GATK-SV transition to MultiCohorts #812

Closed MattWellie closed 1 day ago

MattWellie commented 6 days ago

Closes #811

Absolutely monstrous line count - this is almost entirely caused by merging the multisample_1 & 2 files (1530 lines deleted) into a single multisample file (1328 lines)

Other changes are the deletion of a few config files which would no longer be required:

Creates a new write_ped_file method in MultiCohort(Stage?) (mirroring the same content in CohortStage)

EddieLF commented 4 days ago

Hey Matt, this all looks pretty great, thanks for the effort you've put in to enable Multicohort & Cohort inputs for these stages.

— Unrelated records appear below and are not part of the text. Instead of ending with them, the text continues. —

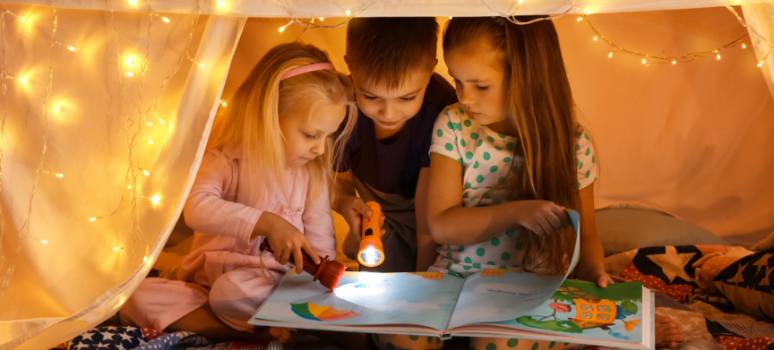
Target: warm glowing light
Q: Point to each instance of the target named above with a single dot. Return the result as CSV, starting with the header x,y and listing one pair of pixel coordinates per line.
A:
x,y
23,80
132,64
155,200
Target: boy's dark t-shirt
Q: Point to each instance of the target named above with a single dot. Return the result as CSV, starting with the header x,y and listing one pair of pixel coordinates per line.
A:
x,y
386,171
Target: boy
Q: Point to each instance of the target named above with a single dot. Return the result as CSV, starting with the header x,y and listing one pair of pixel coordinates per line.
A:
x,y
399,97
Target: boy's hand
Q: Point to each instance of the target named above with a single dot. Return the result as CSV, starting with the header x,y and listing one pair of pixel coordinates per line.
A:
x,y
540,217
285,240
598,276
353,210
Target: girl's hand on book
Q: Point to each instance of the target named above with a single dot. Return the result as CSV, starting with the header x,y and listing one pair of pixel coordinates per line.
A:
x,y
285,240
540,217
598,276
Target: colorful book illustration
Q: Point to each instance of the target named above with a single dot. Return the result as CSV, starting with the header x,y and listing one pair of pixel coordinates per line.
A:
x,y
491,303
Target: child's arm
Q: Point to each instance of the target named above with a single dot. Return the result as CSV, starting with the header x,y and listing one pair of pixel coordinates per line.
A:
x,y
352,208
207,211
591,266
318,224
451,223
426,246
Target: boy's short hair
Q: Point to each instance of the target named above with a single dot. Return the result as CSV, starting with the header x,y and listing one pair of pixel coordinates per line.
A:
x,y
384,50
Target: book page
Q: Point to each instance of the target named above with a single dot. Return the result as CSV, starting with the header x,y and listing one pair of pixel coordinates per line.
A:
x,y
494,295
619,315
363,298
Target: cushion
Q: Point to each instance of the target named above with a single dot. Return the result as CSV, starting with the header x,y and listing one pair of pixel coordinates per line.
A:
x,y
747,283
622,229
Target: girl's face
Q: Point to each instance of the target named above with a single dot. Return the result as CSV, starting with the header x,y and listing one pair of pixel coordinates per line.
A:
x,y
479,80
306,130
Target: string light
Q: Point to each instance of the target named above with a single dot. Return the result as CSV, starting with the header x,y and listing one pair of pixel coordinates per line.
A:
x,y
155,200
647,58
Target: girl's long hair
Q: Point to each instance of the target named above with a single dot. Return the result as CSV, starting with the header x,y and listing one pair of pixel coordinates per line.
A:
x,y
539,105
251,123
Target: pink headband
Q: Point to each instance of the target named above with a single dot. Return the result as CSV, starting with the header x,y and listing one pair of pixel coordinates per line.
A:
x,y
306,69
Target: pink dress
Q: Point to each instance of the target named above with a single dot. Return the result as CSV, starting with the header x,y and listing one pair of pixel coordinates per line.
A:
x,y
224,267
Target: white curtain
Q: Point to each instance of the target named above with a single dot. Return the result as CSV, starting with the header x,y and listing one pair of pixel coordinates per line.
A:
x,y
104,118
106,107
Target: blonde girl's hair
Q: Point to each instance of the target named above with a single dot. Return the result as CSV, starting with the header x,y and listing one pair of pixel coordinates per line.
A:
x,y
251,123
539,105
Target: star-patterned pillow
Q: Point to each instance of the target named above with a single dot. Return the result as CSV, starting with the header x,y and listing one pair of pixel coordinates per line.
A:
x,y
108,338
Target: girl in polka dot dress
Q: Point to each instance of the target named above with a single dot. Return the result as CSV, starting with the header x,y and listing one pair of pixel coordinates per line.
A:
x,y
507,160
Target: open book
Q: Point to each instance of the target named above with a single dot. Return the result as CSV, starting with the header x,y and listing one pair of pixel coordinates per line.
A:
x,y
490,303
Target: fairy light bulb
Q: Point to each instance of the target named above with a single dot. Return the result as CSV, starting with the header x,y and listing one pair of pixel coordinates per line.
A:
x,y
23,80
155,200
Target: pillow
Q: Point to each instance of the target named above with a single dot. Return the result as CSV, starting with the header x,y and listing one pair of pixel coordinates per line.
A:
x,y
622,229
747,283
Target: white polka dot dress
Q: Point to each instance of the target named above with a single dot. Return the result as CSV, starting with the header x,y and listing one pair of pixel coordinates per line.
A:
x,y
490,169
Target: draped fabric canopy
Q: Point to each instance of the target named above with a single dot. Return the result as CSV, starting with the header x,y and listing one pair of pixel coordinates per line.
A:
x,y
106,107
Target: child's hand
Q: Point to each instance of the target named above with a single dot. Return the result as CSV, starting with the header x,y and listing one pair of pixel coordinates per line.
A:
x,y
540,217
285,240
353,211
598,276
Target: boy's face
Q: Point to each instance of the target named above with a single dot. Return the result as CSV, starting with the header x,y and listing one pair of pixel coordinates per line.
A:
x,y
391,108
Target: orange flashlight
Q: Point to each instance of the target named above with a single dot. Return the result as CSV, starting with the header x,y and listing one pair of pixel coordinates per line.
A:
x,y
371,252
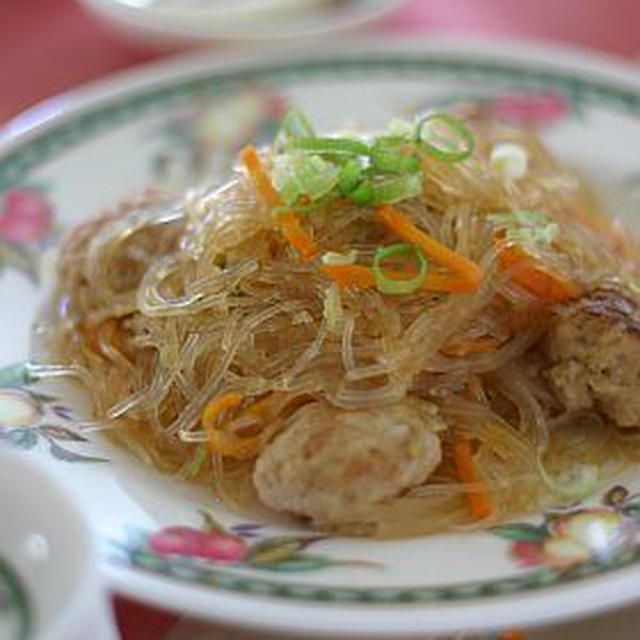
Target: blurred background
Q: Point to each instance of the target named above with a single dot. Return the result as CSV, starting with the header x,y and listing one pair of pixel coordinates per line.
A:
x,y
48,46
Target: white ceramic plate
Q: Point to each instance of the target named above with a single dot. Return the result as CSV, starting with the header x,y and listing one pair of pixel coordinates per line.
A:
x,y
180,122
262,20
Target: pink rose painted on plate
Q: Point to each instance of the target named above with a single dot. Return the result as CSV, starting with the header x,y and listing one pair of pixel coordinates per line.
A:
x,y
187,541
26,227
530,109
572,536
26,216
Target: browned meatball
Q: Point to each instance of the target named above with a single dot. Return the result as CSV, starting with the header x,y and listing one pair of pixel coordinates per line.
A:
x,y
329,461
595,351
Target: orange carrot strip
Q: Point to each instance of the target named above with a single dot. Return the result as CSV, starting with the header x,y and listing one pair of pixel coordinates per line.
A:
x,y
350,275
214,412
486,344
398,222
527,272
361,277
465,465
290,226
447,283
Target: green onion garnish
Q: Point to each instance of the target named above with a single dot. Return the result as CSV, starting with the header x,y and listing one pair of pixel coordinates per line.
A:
x,y
399,286
296,175
397,188
444,138
330,145
362,194
294,125
392,158
386,170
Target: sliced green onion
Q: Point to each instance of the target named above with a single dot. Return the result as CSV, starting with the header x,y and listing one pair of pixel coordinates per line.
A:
x,y
198,461
333,311
335,258
573,483
330,145
391,158
526,227
402,286
294,125
444,138
398,188
299,174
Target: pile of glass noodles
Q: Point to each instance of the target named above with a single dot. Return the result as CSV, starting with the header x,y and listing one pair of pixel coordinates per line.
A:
x,y
353,329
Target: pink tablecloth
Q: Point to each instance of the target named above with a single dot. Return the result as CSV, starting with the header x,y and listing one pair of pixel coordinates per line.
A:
x,y
47,46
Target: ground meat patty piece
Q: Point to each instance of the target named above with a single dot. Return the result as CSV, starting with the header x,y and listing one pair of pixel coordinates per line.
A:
x,y
595,351
330,460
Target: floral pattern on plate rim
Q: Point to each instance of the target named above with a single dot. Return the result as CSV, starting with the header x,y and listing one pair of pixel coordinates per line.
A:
x,y
28,417
187,548
26,228
15,609
569,536
16,165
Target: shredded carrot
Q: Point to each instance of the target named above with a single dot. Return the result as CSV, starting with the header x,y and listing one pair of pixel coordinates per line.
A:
x,y
217,411
251,160
362,277
297,236
220,423
290,226
486,344
533,277
447,283
465,465
398,222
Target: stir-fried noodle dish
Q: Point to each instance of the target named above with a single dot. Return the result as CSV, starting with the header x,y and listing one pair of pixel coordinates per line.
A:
x,y
427,327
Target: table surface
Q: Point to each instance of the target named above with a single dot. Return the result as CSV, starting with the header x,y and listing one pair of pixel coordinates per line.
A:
x,y
40,42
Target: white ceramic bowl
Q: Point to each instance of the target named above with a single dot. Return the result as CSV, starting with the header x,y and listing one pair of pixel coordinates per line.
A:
x,y
181,122
47,560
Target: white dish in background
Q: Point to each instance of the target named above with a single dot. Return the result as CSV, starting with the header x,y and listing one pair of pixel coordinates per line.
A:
x,y
180,123
199,20
49,583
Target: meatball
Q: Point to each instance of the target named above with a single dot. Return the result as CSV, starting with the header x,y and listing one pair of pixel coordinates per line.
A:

Just to make sure I understand, if we were to submit some kind of workflow with multiple cohorts like this:

[workflow]
input_cohorts = ["COH1", "COH2", "COH3",]
last_stages = ['AnnotateCohortSv']

and invoke the cpg_workflows/stages/gatk_sv/gatk_sv_multisample.py workflow with analysis runner

analysis-runner --config myconfig.toml ... python main.py gatk_sv_multisample

Is this what would happen?

MattWellie commented 4 days ago

Is this what would happen?

Yeah that's the biscuit. It's a bit of an hourglass shape to it, as there's the MergeBatchSites Stage sitting in the middle of what's otherwise an entirely CohortStage workflow (all the Stages previously in multisample_1)